Aujourd’hui, c’est l’utilisation du français et de l’anglais qui est nécessaire mais demain ça sera celle du chinois. Ce problème ne s’est jamais posé aux Libanais qui sont au minimum trilingues.

Ils sont partout, à la Ligue arabe où ils s’expriment parfaitement en arabe, à la Banque mondiale où ils conversent en anglais et enfin à l’Unesco où ils passent allègrement à la langue française sans complexe. Leur force vient du fait qu’ils maîtrisent à la fois les langues et leur contenu », donne en exemple le professeur.

Mélange des genres

Pour lui, il faut arrêter de tomber dans le piège qui mélange la langue et la religion. Ainsi, l’arabe a des capacités magnifiques en poésie et en théologie, mais n’a pas encore pu devenir une langue de l’économie ou des sciences du fait que le Maroc ne produit pas de savoir scientifique.

Il cite en exemple inspirant l’Allemagne qui est devenue la patrie de la philosophie. Selon lui, c’est parce que la langue allemande a dès le départ pénétré la liturgie et la théologie. Le protestantisme est né comme une critique de la religion dominante puis l’esprit critique a fait le reste.

« Aujourd’hui au Maroc, vous trouvez des livres d’économie d’auteurs étrangers qui sont traduits par des littéraires arabes qui se contentent de traduire le verbe et pas l’essence ou les concepts.

« Un philosophe qui traduit un philosophe étranger, c’est parfait mais un littéraire qui traduit un mathématicien, c’est une catastrophe », dénonce notre expert en linguistique.

Concernant les déclarations du chef du groupe parlementaire de l’Istiqlal, qui attribuent l’échec du système d’éducation marocain à l’importation de systèmes étrangers, notre source le ramène, là aussi, à sa condition de politicien.

« Notre système d’arabisation a échoué parce qu’il n’était tout simplement pas préparé. Dans le débat actuel, chaque parti tente de mettre en avant son patrimoine teinté de discours idéologique.

« Sachant que comme disait Jacques Brel, « aucune idée même sincère ne mérite une guerre », le plus important est de garantir aux opposants de ce projet de loi cadre que l’arabe ne sera pas méprisé comme ça a pu être le cas dans le passé.

Tout comme l’Islam marocain est censé être celui du milieu, nous devons profiter de notre ouverture sur l’étranger à condition de garder notre personnalité.

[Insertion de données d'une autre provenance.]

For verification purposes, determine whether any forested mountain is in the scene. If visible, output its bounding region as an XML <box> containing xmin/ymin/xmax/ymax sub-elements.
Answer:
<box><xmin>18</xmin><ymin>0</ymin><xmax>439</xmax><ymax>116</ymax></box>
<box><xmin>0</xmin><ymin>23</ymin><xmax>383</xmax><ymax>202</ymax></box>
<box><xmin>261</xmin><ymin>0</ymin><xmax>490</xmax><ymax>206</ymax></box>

« Quelqu’un comme Nizar Baraka est capable d’assumer cette situation et d’imposer que l’arabe ne devienne pas une langue au rabais », affirme optimiste notre interlocuteur qui n’exclut cependant pas l’influence négative de considérations électorales basées sur des idéologies rétrogrades.

A la question de savoir si le Maroc dispose de suffisamment de professeurs capables du jour au lendemain d’enseigner les matières scientifiques en français, il se veut affirmatif.

« Il y a des enseignants au rabais mais aussi des très bons éléments. L’essentiel est que ceux qui maîtrisent ces matières sont capables de les enseigner dans n’importe quelle langue.

S’il faudra former des formateurs, cela ne prendra pas beaucoup de temps car à la base, la plupart des enseignants ont été formés en français », conclut notre éminent chercheur qui se veut optimiste sur l’aboutissement rapide du projet de loi-cadre sur l’enseignement.